Hendrickson's interest in the weather has always been practical. As a retired chicken and dairy farmer, he was dependent on the outcome, and old habits apparently die hard. As Hendrickson told WCBS, he's yet to miss a day, although, "[w]ith a hurricane I might have been a little late."
Beyond having his own interest in the weather, Hendrickson felt that volunteering was a way to give to the community and country, "and that makes you feel a little good inside."
It meant a lot to NOAA, where I. Ross Dickman, meteorologist-in-charge of the New York weather forecast office, called volunteer observers "the bedrock of weather data collection." Hendrickson is officially the longest-serving volunteer and the only one to have kept up efforts for more than 80 years.
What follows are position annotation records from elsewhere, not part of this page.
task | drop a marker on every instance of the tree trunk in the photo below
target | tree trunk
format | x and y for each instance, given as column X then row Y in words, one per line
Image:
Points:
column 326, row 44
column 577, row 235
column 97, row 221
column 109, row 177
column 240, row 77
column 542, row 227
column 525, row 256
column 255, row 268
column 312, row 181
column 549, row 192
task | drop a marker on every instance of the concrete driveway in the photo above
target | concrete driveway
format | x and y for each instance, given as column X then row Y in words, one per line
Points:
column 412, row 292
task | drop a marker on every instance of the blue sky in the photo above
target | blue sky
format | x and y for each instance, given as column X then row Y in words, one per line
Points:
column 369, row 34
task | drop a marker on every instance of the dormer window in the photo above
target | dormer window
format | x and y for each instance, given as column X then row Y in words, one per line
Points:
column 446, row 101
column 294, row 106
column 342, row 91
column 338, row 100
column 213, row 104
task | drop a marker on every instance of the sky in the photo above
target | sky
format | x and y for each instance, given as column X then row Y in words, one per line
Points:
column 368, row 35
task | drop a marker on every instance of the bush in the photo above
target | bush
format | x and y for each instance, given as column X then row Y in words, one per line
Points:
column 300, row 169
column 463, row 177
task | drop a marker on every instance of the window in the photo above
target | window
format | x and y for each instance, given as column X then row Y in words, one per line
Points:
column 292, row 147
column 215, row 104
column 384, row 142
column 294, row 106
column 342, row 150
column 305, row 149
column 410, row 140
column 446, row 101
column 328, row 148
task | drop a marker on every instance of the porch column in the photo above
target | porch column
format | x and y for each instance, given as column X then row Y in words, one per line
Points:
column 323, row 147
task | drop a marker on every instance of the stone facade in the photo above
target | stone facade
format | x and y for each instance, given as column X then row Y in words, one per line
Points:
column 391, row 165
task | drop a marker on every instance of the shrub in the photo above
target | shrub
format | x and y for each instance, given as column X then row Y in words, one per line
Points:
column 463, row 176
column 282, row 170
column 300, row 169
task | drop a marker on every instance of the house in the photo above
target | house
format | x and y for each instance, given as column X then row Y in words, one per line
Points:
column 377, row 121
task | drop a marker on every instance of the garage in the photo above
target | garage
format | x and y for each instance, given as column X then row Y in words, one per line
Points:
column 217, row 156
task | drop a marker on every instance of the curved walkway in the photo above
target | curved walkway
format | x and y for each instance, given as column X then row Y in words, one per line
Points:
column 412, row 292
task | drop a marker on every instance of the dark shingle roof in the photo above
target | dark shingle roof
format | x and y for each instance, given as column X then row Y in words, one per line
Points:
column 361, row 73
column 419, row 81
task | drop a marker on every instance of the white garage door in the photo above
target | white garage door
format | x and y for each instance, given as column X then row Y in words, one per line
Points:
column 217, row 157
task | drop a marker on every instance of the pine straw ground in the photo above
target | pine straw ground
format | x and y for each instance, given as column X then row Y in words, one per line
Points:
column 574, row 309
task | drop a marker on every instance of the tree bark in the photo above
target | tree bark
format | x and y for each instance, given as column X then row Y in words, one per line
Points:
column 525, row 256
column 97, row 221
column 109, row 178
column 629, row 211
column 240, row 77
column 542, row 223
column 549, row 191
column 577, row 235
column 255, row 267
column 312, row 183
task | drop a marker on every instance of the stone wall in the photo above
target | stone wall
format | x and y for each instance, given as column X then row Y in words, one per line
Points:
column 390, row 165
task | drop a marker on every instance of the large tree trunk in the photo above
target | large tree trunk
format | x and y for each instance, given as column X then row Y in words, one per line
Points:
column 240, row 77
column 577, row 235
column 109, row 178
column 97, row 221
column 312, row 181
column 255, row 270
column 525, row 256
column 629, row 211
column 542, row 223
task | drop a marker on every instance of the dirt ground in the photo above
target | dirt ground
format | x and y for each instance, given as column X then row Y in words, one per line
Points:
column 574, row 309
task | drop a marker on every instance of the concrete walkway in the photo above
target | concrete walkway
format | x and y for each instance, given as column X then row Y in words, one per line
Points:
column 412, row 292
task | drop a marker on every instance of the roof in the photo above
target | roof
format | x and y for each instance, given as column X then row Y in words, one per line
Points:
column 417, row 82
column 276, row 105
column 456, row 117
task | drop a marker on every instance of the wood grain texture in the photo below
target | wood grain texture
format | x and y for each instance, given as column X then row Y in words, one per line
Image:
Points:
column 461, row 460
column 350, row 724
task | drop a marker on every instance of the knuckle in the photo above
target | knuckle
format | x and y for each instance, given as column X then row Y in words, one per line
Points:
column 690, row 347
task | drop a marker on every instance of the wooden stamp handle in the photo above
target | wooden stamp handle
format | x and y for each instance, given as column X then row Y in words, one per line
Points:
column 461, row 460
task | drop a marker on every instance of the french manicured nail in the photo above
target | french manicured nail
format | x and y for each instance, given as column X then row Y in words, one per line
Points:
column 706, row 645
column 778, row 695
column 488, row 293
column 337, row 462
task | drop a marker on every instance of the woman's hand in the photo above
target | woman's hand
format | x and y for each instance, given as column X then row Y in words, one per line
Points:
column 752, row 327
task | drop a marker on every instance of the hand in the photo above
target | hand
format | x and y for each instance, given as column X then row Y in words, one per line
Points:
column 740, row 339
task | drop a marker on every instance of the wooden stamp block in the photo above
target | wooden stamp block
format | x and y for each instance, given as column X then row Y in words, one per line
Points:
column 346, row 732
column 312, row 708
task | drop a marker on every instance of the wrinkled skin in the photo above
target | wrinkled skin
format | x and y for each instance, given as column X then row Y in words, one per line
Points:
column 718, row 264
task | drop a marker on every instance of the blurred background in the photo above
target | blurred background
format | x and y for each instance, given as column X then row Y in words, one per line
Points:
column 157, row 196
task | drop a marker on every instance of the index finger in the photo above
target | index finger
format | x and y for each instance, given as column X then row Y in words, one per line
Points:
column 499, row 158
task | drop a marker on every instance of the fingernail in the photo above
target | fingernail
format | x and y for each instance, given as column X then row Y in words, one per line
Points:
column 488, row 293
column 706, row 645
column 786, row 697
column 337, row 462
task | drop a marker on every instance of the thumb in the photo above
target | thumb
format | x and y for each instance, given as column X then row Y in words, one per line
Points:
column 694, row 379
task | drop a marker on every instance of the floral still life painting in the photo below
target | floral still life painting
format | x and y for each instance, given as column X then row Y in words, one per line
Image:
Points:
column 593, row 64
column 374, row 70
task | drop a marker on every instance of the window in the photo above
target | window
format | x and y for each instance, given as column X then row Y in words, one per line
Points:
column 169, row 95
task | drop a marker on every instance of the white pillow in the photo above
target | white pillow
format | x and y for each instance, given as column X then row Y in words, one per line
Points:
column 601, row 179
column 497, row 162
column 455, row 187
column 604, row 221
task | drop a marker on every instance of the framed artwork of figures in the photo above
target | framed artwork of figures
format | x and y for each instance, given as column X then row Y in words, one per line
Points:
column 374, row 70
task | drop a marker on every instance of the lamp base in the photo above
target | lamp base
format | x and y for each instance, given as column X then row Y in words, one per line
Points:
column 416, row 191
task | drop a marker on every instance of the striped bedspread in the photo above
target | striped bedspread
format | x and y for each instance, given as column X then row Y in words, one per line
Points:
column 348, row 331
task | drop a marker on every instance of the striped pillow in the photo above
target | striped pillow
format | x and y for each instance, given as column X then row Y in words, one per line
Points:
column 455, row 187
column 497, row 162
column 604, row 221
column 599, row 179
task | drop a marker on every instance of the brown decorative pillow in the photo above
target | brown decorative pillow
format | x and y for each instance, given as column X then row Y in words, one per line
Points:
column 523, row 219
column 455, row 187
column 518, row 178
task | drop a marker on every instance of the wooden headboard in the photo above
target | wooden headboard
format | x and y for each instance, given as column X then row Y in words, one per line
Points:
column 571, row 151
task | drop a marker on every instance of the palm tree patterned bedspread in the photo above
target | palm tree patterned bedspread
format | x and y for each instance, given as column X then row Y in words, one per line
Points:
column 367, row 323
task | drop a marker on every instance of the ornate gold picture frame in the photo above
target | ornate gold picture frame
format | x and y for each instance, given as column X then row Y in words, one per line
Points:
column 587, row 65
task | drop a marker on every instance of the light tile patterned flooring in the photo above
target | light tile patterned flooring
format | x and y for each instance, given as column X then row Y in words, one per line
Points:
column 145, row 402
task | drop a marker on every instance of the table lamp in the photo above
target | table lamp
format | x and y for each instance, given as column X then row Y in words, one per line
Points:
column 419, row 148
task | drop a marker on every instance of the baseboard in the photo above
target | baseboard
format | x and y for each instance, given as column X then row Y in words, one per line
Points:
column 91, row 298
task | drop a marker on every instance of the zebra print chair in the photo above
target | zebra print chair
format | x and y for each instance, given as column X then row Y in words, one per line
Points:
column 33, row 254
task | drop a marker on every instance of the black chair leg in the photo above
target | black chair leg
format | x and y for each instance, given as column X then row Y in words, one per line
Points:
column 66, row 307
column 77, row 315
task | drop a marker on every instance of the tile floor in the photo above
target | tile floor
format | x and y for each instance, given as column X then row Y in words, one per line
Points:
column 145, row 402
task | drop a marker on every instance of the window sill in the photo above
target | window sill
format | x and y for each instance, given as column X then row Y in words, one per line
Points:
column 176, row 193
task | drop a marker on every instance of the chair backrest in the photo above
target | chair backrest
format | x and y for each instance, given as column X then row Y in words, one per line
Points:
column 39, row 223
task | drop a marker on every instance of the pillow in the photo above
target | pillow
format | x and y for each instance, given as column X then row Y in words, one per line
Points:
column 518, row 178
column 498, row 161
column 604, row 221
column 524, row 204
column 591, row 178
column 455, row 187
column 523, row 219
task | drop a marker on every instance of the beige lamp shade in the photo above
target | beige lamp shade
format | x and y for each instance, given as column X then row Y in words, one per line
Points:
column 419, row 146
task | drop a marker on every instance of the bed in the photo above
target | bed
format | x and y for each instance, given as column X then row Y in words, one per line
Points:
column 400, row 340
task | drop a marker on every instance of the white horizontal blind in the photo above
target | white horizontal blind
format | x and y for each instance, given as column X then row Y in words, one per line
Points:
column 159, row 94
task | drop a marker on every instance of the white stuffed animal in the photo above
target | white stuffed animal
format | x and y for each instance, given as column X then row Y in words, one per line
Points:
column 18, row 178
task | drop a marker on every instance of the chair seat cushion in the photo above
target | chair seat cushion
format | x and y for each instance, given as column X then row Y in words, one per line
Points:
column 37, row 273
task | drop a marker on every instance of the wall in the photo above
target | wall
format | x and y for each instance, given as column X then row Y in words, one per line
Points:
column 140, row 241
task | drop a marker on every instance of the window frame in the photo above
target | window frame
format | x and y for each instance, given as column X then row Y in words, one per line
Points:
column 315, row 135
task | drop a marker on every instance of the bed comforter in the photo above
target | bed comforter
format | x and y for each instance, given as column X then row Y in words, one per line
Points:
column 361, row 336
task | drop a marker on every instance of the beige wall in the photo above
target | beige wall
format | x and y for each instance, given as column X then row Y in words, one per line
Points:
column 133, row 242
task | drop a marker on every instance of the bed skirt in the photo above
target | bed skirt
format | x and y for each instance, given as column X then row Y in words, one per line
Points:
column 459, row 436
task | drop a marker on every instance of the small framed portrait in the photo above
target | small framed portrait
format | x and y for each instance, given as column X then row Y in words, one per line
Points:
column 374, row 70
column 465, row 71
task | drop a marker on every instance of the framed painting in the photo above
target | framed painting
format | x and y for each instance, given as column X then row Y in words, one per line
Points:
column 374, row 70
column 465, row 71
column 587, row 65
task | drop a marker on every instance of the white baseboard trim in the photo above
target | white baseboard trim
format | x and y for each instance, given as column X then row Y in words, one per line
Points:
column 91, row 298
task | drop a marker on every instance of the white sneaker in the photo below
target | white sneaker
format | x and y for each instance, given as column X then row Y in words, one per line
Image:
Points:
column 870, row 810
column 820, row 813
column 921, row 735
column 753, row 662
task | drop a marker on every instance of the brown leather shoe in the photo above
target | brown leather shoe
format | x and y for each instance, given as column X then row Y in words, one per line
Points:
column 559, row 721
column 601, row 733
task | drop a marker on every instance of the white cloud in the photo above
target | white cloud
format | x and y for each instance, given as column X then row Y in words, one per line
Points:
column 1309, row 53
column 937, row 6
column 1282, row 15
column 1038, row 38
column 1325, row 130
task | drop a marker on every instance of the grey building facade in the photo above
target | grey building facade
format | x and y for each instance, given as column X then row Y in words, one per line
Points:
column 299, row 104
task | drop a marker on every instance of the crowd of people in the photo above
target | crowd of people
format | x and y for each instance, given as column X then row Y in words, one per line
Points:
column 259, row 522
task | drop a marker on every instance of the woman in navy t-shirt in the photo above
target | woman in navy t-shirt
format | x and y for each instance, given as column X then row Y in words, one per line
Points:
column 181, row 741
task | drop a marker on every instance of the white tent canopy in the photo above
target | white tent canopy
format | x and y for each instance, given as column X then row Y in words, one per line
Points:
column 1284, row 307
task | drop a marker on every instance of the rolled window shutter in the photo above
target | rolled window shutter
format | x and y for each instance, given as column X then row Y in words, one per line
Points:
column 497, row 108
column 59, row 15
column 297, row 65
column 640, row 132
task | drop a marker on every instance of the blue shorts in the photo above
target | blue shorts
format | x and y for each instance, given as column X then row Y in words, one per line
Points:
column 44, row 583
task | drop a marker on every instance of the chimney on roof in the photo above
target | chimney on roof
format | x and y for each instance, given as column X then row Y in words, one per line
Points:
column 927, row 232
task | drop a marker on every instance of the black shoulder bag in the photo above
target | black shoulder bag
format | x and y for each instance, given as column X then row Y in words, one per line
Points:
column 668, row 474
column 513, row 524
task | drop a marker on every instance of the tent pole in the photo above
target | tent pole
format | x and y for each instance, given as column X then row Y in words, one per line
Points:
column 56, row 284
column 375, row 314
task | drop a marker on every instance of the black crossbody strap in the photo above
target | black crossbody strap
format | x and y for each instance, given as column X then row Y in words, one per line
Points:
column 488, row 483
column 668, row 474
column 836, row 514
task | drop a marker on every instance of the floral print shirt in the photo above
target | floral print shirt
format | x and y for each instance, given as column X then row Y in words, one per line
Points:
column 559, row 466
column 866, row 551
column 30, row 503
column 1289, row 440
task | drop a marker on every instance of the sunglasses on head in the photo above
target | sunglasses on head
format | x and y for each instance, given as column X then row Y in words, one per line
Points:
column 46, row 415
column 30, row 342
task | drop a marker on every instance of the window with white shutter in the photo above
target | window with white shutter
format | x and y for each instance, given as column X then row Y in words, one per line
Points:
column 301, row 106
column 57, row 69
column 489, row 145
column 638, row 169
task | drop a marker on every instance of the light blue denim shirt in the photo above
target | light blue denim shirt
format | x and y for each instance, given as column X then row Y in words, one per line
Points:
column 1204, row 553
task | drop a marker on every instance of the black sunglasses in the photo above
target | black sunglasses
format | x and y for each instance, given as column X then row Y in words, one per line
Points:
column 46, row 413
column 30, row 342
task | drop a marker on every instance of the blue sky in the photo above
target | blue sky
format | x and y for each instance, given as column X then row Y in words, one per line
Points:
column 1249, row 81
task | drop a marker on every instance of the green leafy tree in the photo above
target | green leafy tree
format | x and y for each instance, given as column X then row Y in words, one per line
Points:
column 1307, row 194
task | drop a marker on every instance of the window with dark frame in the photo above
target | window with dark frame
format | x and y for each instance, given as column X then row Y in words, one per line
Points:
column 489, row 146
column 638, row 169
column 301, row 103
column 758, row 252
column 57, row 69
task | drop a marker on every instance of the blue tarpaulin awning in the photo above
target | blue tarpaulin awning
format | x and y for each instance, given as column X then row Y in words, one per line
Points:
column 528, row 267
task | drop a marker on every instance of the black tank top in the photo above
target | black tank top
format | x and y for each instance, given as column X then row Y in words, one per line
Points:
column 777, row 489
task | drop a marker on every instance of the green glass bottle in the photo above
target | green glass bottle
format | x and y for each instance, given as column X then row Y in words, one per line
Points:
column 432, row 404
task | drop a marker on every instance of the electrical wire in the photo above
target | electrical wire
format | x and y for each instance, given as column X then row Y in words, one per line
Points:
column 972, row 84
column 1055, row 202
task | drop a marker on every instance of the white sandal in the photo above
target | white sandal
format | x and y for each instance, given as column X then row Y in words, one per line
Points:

A couple of weeks ago the agency gave him an award named in his honor.
According to NOAA, there are more than 8,700 volunteer observers sending information that is vital to the service. All the weather data becomes part of the record that helps scientists better understand climate and predict future trends. Volunteers may call in the types of information that Hendrickson provides or can offer other data, "such as snow depth, river levels and soil temperature."
Having the same person observe from the same spot using the same methods is particularly valuable, someone from the National Weather Service told WCBS. The consistency helps show true trends. A change in methods or locations could alter readings and make it difficult to know whether variations were part of a natural pattern.
It's not just NOAA that hears from Hendrickson, however. He writes a weather column published in two Long Island, NY newspapers and was the author of the 1996 book, Winds of the Fish's Tail.